Tree Trimmings #13: Silent Night

While searching for the full set of lyrics to Silent Night, I was surprised by two things: 1) I knew all three verses!  That doesn't always happen as I was expecting to find an additional 1-2 sections of the song that I had never heard sung before.  2)  I came across a book with an amazing title:  Silent Night--The Remarkable 1914 Truce.  It was a story I vaguely remembered hearing.

On Christmas Eve in 1914, in the midst of what was later to be called World War I (WWI), soldiers from opposing sides agreed on a truce.  According to an article from The New York Times, approximately 100,000 soldiers (mainly Germans and British) participated first cautiously then happily in the cease-fire.

The Christmas Truce sounded a lot like what many of us would recognize as part of celebrating the day:  plenty of drinking, watching and playing sports like "football" (aka "soccer" to most Americans), singing Christmas carols, decorating Christmas trees, listening to Christmas sermons, etc.  While the vast majority of troops enjoyed an end to hostilities, a certain German corporal who's first name was Adolf and last name was Hitler scolded his counterparts for failing to honor their obligations as soldiers to engage in war.

All in all, it was the first time in months that the noise of war was muffled.  For once, they enjoyed a Silent Night.

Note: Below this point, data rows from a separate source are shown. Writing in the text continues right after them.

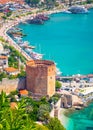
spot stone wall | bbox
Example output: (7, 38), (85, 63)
(0, 78), (26, 93)
(26, 60), (55, 97)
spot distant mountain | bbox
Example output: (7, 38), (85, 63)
(0, 0), (24, 4)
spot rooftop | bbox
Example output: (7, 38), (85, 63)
(0, 0), (24, 4)
(27, 60), (55, 67)
(4, 67), (18, 73)
(0, 56), (8, 59)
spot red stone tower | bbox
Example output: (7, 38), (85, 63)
(26, 60), (56, 97)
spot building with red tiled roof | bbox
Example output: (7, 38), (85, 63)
(10, 102), (18, 109)
(0, 56), (8, 70)
(0, 0), (24, 4)
(19, 89), (28, 96)
(4, 67), (19, 75)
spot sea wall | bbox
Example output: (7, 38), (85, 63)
(0, 78), (26, 93)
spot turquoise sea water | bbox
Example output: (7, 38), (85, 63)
(19, 9), (93, 75)
(66, 102), (93, 130)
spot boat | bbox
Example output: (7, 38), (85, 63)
(62, 10), (72, 14)
(30, 51), (43, 60)
(26, 18), (44, 24)
(36, 14), (49, 21)
(25, 45), (35, 49)
(68, 6), (88, 14)
(56, 67), (62, 76)
(24, 48), (32, 54)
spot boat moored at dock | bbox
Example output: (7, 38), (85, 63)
(68, 6), (88, 14)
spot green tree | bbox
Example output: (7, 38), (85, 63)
(38, 104), (50, 122)
(56, 80), (62, 90)
(47, 117), (66, 130)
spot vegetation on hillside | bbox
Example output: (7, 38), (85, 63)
(0, 91), (65, 130)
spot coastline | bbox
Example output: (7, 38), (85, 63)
(0, 4), (93, 60)
(58, 108), (74, 130)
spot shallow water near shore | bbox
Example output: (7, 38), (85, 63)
(19, 9), (93, 75)
(65, 102), (93, 130)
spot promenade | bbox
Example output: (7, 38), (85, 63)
(0, 17), (31, 60)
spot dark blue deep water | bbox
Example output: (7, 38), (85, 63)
(19, 9), (93, 75)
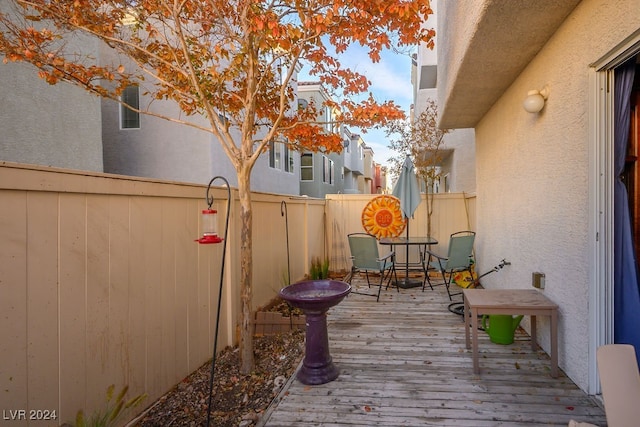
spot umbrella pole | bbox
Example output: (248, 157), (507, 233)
(404, 218), (411, 288)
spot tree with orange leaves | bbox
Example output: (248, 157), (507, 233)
(0, 0), (434, 373)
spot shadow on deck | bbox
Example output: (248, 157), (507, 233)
(259, 278), (606, 427)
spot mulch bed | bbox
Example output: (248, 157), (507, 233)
(133, 302), (304, 427)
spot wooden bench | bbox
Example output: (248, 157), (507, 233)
(463, 289), (558, 378)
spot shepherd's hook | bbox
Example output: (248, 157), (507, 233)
(206, 176), (231, 427)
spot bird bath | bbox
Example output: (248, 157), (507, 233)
(279, 280), (351, 385)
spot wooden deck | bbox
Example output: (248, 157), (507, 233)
(259, 279), (606, 427)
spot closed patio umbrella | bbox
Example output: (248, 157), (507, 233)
(392, 156), (422, 287)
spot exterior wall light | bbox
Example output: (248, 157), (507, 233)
(522, 86), (549, 113)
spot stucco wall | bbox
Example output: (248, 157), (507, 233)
(0, 58), (102, 172)
(476, 0), (640, 390)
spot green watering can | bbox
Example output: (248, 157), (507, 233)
(482, 314), (523, 344)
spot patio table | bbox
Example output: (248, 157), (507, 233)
(380, 237), (438, 288)
(463, 289), (558, 378)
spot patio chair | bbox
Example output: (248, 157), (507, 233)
(347, 233), (400, 301)
(422, 231), (476, 301)
(596, 344), (640, 427)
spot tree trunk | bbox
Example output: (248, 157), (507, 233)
(238, 165), (254, 375)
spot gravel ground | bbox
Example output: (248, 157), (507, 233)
(131, 310), (304, 427)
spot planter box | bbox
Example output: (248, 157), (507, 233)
(253, 311), (306, 336)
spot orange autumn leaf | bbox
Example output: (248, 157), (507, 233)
(0, 0), (435, 373)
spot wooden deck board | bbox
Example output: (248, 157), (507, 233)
(259, 279), (606, 427)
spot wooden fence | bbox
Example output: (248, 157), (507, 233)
(0, 163), (475, 426)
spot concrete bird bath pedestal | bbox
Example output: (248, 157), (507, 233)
(279, 280), (351, 385)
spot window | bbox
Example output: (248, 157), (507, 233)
(120, 86), (140, 129)
(282, 144), (293, 173)
(300, 153), (313, 181)
(269, 141), (294, 173)
(322, 156), (335, 184)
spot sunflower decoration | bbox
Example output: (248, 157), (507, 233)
(362, 194), (406, 239)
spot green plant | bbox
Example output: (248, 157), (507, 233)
(309, 257), (329, 280)
(75, 384), (147, 427)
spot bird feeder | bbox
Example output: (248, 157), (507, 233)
(196, 208), (222, 244)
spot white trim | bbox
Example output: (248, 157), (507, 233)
(588, 69), (613, 394)
(588, 30), (640, 394)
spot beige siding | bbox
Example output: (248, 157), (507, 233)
(0, 163), (474, 426)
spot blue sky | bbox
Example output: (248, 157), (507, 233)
(301, 45), (413, 171)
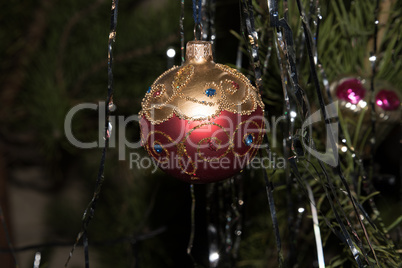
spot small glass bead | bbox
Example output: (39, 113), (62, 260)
(205, 88), (216, 97)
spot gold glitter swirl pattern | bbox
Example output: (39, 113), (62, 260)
(139, 42), (264, 125)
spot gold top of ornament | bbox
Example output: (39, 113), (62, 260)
(186, 41), (214, 64)
(139, 41), (264, 124)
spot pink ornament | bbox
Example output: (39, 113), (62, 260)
(375, 89), (401, 111)
(336, 78), (366, 104)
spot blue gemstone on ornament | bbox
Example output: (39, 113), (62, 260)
(244, 134), (254, 146)
(205, 88), (216, 97)
(154, 144), (163, 154)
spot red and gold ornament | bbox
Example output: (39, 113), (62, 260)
(139, 41), (265, 183)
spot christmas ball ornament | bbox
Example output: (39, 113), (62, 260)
(139, 41), (265, 183)
(375, 89), (401, 111)
(335, 77), (366, 104)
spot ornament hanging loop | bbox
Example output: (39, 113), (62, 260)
(194, 23), (203, 41)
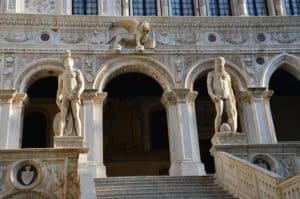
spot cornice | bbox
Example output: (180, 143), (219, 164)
(0, 14), (300, 28)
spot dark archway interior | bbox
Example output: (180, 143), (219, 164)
(22, 77), (58, 148)
(269, 69), (300, 141)
(194, 72), (241, 173)
(194, 75), (215, 173)
(103, 73), (170, 176)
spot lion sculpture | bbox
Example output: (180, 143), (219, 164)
(109, 20), (155, 51)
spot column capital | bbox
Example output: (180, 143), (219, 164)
(161, 88), (198, 106)
(239, 87), (274, 103)
(0, 90), (16, 104)
(95, 92), (107, 104)
(81, 89), (98, 102)
(13, 93), (27, 106)
(274, 0), (285, 16)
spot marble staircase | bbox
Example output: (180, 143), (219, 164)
(95, 176), (234, 199)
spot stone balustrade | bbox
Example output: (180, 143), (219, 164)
(279, 174), (300, 199)
(214, 151), (300, 199)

But it was short-lived.  By December 26th, hostilities were renewed and men who sang together, shared meals around the same table and even professed to worship the same God renewed the antagonism and the call to arms was answered.  This wasn't a bittersweet moment, but a hope that died as the flower of tragedy bloomed.

Now I don't want to be labeled a pacifist, but it seems to me that people who could celebrate Christmas with "the enemy" and then return to being enemies within a 24-hour period don't really understand the holy day.  Christmas is more than an interruption.  It's the celebration of God's decision to halt hostilities and make for peace with His enemies; eternal peace through the death of His Son and ultimate restoration through the resurrection of Christ.   Romans 5:1 declares,

"Therefore since we have been justified by faith, we have peace with God through our Lord Jesus Christ."  

As much as one might criticize those soldiers, the challenge for us all is the same.  Will Christmas merely be an interruption in our self-centered lives where we give gifts as if to exonerate ourselves from the shame of our self-absorption all year long?  Will Christmas merely be a cease-fire between ourselves and God as we put on a good face for Mom by coming to church for the sake of the day but not for the sake of the Savior celebrated on that day?  Prayerfully Christmas will not be a day to enjoy pretend peace with God.  Especially when He has gone so far out of His way to offer permanent peace.